17.2. The Optim.jl Package#

While building our own gradient descent and Newton methods is great for learning, practical applications require professional, optimized tools. In Julia, the Optim.jl package provides several high-performance optimizers.

It saves us from having to manually implement:

  • Robust line searches (e.g., Wolfe conditions)

  • Hessian approximations (quasi-Newton methods)

  • Trust-region methods

  • Stopping criteria (convergence checks)

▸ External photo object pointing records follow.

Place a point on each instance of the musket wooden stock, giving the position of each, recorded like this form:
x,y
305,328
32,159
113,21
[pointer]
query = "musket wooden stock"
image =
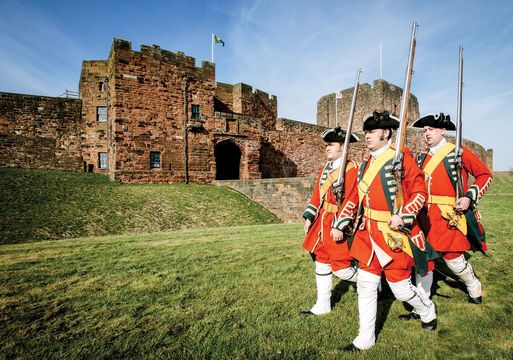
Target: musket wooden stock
x,y
458,150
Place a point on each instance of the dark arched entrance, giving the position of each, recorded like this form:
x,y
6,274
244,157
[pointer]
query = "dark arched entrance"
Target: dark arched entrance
x,y
227,160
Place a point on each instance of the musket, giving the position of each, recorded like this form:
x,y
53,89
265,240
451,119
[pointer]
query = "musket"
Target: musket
x,y
339,191
458,150
401,132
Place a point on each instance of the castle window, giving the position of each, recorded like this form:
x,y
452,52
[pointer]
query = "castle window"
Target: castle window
x,y
155,160
103,161
101,113
196,115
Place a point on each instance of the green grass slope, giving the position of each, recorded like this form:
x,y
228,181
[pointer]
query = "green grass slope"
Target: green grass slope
x,y
51,204
230,293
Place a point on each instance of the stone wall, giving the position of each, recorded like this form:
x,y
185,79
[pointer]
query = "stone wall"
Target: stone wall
x,y
296,149
242,100
146,108
94,92
381,96
40,132
286,197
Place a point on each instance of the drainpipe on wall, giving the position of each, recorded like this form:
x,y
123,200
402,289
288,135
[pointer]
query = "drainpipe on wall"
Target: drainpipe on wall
x,y
186,79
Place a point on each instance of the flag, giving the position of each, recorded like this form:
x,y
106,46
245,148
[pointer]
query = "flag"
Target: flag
x,y
218,39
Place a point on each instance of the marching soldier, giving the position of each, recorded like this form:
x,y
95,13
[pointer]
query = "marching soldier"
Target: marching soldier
x,y
325,222
452,225
381,244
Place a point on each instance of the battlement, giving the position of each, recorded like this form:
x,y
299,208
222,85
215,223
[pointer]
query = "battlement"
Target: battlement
x,y
381,96
241,99
155,52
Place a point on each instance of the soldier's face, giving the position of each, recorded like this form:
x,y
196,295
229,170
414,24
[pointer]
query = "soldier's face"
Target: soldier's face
x,y
333,150
433,136
376,139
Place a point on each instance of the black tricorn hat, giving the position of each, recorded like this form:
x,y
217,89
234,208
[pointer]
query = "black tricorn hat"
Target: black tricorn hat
x,y
380,121
337,135
439,121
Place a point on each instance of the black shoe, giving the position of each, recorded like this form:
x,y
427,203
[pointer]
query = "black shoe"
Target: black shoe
x,y
410,316
351,348
478,300
429,326
306,313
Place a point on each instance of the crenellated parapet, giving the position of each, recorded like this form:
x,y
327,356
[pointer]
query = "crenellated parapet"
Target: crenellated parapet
x,y
154,53
381,96
242,99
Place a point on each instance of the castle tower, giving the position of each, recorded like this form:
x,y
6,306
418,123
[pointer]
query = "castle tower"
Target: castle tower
x,y
381,96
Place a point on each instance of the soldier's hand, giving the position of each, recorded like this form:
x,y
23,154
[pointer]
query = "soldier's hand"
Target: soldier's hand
x,y
462,204
336,234
308,223
396,223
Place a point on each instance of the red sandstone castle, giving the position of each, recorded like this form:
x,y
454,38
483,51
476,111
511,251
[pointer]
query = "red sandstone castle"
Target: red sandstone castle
x,y
153,116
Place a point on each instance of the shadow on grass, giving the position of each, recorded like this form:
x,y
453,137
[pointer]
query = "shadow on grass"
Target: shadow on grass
x,y
443,274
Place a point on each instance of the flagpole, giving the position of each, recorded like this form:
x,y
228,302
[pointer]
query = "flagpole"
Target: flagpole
x,y
336,109
380,62
212,48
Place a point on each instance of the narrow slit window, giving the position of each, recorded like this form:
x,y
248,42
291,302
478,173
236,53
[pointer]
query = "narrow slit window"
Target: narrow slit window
x,y
101,113
155,160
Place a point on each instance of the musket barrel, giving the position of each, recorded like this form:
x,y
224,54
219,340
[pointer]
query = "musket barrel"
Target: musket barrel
x,y
406,95
347,140
459,103
458,151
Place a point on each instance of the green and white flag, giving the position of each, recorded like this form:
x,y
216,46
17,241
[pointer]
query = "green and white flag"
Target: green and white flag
x,y
218,39
215,40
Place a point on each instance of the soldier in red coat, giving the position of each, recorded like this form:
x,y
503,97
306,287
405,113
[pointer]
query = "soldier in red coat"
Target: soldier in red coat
x,y
325,222
452,225
387,242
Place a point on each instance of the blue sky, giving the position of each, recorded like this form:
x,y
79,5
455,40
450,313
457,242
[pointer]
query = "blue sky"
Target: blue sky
x,y
297,50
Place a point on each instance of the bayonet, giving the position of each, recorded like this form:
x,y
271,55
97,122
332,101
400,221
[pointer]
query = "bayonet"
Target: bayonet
x,y
401,132
458,150
339,191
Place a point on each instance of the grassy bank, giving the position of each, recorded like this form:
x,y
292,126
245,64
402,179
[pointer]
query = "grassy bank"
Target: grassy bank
x,y
229,293
50,204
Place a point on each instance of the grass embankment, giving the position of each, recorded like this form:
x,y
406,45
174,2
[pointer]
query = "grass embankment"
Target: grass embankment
x,y
51,204
230,293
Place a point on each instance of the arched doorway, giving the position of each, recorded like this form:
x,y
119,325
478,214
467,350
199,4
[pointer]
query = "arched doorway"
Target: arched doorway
x,y
227,155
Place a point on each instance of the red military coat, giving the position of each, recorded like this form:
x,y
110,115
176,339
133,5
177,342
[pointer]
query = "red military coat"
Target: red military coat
x,y
441,235
369,239
324,214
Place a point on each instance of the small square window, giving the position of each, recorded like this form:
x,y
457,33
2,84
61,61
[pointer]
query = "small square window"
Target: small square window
x,y
196,115
103,161
101,113
154,159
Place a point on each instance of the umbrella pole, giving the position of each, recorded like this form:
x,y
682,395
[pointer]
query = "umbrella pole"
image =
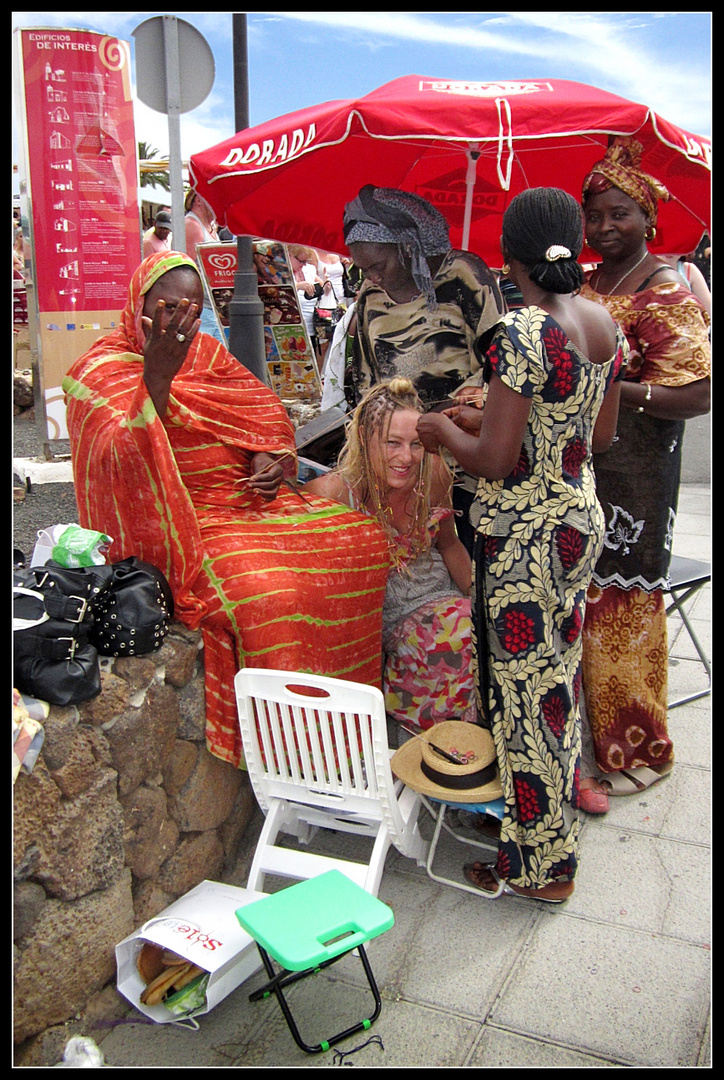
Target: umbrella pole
x,y
472,153
245,308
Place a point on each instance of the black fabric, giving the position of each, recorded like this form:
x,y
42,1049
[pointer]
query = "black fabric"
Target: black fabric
x,y
640,517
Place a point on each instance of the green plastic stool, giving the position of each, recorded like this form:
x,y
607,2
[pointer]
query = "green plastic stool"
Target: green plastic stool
x,y
306,928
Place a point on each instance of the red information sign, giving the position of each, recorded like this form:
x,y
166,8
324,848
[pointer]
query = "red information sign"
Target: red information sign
x,y
81,184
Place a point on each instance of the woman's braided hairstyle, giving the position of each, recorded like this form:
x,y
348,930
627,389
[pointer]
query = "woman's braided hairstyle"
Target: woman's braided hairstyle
x,y
537,225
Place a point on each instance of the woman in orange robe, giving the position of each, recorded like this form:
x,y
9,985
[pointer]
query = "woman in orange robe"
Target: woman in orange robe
x,y
183,457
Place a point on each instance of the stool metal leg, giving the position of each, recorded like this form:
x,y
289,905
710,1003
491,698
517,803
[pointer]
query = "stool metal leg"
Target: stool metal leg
x,y
676,605
439,818
283,977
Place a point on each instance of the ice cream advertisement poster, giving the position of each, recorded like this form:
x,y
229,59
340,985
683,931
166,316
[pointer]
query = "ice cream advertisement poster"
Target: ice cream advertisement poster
x,y
293,372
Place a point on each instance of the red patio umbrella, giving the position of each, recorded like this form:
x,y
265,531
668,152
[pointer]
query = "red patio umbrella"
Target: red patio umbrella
x,y
467,147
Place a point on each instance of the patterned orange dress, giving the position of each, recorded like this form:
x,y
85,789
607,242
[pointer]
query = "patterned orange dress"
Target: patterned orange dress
x,y
281,584
625,635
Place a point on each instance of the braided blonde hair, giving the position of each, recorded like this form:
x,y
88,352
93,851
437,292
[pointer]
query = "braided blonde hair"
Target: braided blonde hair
x,y
362,469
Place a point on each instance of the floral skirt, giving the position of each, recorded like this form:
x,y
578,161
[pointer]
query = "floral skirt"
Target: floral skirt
x,y
428,675
528,606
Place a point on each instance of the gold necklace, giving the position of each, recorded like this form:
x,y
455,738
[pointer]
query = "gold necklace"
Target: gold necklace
x,y
611,291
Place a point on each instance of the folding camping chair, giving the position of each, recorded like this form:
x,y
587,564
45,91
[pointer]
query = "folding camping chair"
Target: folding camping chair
x,y
306,928
317,756
687,577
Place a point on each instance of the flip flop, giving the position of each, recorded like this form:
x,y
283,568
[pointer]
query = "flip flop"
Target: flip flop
x,y
471,871
632,781
590,800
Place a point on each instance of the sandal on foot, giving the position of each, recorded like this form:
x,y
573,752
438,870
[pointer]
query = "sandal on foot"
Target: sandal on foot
x,y
632,781
592,799
553,893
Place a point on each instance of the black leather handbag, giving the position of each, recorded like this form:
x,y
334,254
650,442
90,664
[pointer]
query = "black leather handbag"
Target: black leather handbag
x,y
52,620
64,618
132,615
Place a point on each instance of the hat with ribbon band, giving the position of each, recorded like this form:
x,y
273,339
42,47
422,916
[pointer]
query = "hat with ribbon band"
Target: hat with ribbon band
x,y
471,778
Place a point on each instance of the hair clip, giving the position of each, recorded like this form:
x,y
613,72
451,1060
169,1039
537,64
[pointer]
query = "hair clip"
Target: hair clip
x,y
557,252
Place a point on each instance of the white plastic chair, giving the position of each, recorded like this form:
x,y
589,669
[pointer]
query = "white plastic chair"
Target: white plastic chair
x,y
322,761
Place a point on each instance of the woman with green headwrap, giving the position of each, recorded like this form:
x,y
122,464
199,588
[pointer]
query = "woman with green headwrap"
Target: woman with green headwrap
x,y
667,382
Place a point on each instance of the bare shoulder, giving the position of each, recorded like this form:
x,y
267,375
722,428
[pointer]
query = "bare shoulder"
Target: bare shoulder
x,y
330,486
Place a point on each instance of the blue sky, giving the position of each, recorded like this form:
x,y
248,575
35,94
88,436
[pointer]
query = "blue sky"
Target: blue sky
x,y
297,58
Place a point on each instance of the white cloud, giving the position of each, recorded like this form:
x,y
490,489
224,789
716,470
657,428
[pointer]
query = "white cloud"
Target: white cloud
x,y
613,52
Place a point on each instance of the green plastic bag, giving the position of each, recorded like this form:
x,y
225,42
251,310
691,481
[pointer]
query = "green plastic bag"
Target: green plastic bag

We can simply provide our objective function f and, optionally, our gradient g and Hessian h. Optim.jl will then select an appropriate powerful algorithm to find the minimum.

using Optim, Plots

# First include all functions from the previous section
using NBInclude
@nbinclude("Gradient_Based_Optimization.ipynb");
Path 1: Length=501, ||gradient|| = 1.4715843307921153
Path 2: Length=67, ||gradient|| = 8.918594790414185e-5
Path 3: Length=501, ||gradient|| = 1.7575802156689104
Path 1: Length=47, ||gradient|| = 7.870693265014514e-5
Path 2: Length=19, ||gradient|| = 2.707659519760321e-5
Path 3: Length=34, ||gradient|| = 6.996634619625889e-5
Path 1: Length=47, ||gradient|| = 7.870696143799702e-5
Path 2: Length=19, ||gradient|| = 2.7076774319819133e-5
Path 3: Length=34, ||gradient|| = 6.996618451764213e-5
Path 1: Length=5, ||gradient|| = 2.4554302167287822e-6
Path 2: Length=4, ||gradient|| = 1.2227294235742997e-5
Path 3: Length=6, ||gradient|| = 1.75484871960624e-8

17.2.1. Method 1: Derivative-Free Optimization#

In the simplest case, we can provide only the function f and a starting point x0.

Optim.jl will automatically select a 0-th order (derivative-free) method, like Nelder-Mead. This is a great option when your function’s gradient is unknown, complex, or undefined.

# Our starting point
x0 = [0.0, 1.0]

# Call optimize with only the function and start point
result_nm = optimize(f, x0)

# The output shows it found a minimum using the Nelder-Mead algorithm.
 * Status: success

 * Candidate solution
    Final objective value:     -2.072854e-01

 * Found with
    Algorithm:     Nelder-Mead

 * Convergence measures
    √(Σ(yᵢ-ȳ)²)/n ≤ 1.0e-08

 * Work counters
    Seconds run:   0  (vs limit Inf)
    Iterations:    34
    f(x) calls:    66

17.2.2. Method 2: First-Order (Gradient) Optimization#

If we provide the gradient, Optim.jl can use a much more powerful 1st-order method. It will automatically select L-BFGS, a famous quasi-Newton method. This is like our gradient descent, but it cleverly builds an approximation of the Hessian using only gradient information, making it converge much faster.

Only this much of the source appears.